1

I would like to parse sentences from text. I do not want to use NLP libraries, as they probably not support my language.

My idea is something like this:

sentence_begin = space_AnyCapitalLetter
sentence_middle = minimum_5_letters
sencence_end = ". " or "? " or "! "

sentece = sencente_begin + sentence_middle + sentence_end

Unfortunatelly I do not have any idea how to make the working code..

Other idea I have, is to use .split function, like this

x = any capitall letter                (don´t know how to set)
text.split(". x" or "? x" or "! x")    (don´t know how to set more options for split, as "or" probably not work)

Thanks for any help. Or maybe this is completely wrong approach, so I will be happy for any other suggestion.

  • 1
    Does this answer your question? [Split Strings into words with multiple word boundary delimiters](https://stackoverflow.com/questions/1059559/split-strings-into-words-with-multiple-word-boundary-delimiters) – Python learner Jan 09 '22 at 08:27
  • I found solution in using Regex, like here: https://stackoverflow.com/questions/25735644/python-regex-for-splitting-text-into-sentences-sentence-tokenizing – user3306642 Jan 18 '22 at 08:39

1 Answers1

0

You can use the replace method. string.replace(oldvalue, newvalue)

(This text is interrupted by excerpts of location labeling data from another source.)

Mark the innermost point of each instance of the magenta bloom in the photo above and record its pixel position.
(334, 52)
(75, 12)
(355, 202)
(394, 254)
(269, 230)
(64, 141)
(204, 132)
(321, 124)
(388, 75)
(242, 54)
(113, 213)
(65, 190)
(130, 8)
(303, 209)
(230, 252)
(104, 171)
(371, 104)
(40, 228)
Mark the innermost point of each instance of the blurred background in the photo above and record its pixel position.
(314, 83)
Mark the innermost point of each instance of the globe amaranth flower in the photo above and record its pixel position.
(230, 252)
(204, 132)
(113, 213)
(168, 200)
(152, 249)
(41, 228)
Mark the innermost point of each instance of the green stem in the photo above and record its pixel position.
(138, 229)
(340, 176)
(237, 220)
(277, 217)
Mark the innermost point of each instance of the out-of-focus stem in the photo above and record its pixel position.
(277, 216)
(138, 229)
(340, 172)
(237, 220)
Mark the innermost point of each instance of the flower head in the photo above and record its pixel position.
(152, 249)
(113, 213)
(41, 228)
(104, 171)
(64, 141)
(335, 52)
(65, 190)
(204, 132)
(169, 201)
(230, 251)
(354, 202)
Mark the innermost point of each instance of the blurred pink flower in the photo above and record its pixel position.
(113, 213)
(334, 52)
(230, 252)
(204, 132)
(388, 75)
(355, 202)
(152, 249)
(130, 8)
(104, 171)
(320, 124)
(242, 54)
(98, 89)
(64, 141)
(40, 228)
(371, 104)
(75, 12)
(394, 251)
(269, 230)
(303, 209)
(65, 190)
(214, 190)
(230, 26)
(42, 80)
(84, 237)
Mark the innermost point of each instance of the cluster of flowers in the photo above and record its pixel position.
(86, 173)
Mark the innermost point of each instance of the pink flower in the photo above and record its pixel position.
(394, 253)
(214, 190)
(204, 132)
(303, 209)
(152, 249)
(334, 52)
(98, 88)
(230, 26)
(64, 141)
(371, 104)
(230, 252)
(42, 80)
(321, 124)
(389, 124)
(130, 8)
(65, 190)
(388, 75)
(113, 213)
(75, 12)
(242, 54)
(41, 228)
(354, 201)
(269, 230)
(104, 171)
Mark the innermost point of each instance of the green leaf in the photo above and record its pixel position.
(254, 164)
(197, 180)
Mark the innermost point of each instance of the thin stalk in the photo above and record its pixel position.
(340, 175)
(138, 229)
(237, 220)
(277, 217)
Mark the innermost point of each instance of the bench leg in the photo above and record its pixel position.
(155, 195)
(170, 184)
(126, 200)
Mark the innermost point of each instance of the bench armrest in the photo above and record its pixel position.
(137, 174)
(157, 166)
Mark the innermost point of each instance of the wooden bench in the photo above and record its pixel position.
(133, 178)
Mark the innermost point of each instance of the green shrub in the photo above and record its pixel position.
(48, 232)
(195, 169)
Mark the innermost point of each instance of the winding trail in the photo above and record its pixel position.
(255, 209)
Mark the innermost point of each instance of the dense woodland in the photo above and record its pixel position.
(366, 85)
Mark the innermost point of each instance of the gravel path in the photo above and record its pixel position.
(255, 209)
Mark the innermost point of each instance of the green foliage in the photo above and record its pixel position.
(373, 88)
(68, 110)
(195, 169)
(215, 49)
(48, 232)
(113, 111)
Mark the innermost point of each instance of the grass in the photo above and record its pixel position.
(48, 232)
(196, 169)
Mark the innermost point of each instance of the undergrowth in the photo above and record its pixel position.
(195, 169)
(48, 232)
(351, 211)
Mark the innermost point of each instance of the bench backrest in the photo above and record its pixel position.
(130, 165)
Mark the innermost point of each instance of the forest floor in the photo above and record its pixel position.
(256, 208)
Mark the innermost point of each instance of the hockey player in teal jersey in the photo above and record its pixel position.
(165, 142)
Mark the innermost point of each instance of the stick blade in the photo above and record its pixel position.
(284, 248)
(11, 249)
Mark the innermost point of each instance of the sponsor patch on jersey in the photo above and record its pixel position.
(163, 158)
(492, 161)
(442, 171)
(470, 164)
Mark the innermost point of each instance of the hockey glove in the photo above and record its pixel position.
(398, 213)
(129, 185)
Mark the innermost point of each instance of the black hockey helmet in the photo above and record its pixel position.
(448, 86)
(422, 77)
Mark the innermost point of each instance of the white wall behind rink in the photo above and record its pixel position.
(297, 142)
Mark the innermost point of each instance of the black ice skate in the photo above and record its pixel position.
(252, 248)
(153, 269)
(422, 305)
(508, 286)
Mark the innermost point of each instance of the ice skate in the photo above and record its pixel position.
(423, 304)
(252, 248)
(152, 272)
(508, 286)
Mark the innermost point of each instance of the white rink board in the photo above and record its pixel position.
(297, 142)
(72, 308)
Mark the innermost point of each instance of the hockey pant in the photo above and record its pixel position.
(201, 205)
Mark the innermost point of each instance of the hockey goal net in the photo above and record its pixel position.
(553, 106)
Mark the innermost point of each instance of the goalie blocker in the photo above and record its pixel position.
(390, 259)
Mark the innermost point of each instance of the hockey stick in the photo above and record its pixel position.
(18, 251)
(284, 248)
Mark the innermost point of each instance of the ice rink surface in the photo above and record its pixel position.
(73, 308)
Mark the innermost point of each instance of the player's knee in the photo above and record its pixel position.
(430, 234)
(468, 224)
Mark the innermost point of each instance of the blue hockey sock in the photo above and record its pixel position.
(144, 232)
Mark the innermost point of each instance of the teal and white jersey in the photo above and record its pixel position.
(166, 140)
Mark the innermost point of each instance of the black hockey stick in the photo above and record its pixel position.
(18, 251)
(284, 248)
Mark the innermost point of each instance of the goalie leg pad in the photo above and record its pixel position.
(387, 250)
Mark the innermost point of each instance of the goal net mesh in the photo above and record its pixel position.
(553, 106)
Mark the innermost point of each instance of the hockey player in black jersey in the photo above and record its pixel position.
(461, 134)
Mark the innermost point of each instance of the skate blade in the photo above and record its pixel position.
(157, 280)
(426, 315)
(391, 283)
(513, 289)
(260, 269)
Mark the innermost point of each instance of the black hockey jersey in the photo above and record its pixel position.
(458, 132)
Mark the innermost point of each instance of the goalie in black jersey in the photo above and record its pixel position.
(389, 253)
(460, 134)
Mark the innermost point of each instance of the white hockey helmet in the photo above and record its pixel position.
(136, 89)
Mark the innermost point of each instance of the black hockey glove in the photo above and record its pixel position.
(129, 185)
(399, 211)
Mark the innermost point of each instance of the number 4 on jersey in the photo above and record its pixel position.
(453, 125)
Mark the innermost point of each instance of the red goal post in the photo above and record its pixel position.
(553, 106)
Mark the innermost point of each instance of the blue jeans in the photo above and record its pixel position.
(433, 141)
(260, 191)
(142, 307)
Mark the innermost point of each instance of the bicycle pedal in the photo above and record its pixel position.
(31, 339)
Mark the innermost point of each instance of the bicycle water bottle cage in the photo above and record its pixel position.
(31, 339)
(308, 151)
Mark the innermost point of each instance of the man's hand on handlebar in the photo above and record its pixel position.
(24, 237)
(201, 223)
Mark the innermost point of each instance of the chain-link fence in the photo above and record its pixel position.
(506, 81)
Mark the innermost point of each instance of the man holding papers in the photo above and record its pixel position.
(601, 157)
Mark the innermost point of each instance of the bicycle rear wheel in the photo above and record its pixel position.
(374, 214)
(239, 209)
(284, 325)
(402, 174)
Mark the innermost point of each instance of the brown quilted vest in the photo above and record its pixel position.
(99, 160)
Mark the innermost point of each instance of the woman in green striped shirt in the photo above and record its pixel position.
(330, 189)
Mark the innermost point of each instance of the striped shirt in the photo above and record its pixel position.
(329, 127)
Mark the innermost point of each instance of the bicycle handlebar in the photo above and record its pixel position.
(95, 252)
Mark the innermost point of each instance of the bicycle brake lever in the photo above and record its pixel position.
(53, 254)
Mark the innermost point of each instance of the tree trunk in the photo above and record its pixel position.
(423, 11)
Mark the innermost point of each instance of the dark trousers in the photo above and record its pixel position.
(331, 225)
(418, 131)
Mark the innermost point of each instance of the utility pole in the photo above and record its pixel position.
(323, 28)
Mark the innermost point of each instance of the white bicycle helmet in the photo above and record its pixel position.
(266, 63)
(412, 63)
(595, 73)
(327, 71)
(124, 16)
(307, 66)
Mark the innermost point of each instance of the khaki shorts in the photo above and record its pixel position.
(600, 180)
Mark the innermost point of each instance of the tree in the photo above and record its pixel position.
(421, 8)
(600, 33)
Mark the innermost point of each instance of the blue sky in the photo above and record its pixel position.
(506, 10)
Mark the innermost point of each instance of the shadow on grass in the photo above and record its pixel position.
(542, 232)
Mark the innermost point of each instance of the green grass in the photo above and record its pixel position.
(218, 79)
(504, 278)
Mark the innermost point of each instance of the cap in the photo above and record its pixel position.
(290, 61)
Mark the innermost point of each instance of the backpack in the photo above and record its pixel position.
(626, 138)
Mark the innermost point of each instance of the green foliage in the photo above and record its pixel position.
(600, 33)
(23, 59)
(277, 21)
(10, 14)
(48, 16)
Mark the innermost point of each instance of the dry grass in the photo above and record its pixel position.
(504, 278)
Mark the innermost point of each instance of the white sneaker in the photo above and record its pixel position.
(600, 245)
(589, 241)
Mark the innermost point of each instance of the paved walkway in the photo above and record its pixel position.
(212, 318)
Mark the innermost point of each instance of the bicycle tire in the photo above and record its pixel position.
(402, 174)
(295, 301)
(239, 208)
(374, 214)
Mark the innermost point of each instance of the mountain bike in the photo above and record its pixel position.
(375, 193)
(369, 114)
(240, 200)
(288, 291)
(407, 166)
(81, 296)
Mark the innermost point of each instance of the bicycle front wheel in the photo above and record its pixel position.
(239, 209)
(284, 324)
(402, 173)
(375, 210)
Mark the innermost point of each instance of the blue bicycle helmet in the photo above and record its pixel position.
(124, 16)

Replacing the character with the same character + a new line \n.

So if we want to add a new line to ? then we would use replace('?', '?\n')

sentences = 'Sentece1 Sentece1 Sentece1 Sentece1.Sentece2 Sentece2 Sentece2 Sentece2?Sentece3 Sentece3 Sentece3 Sentece3!'
new = sentences.replace('?', '?\n').replace('.', '.\n').replace('!', '!\n')
print(new)

Results in:

Sentece1 Sentece1 Sentece1 Sentece1.
Sentece2 Sentece2 Sentece2 Sentece2?
Sentece3 Sentece3 Sentece3 Sentece3!

If you want to just add a new line to the sentences and not keep the characters we just need to remove the character and just keep \n.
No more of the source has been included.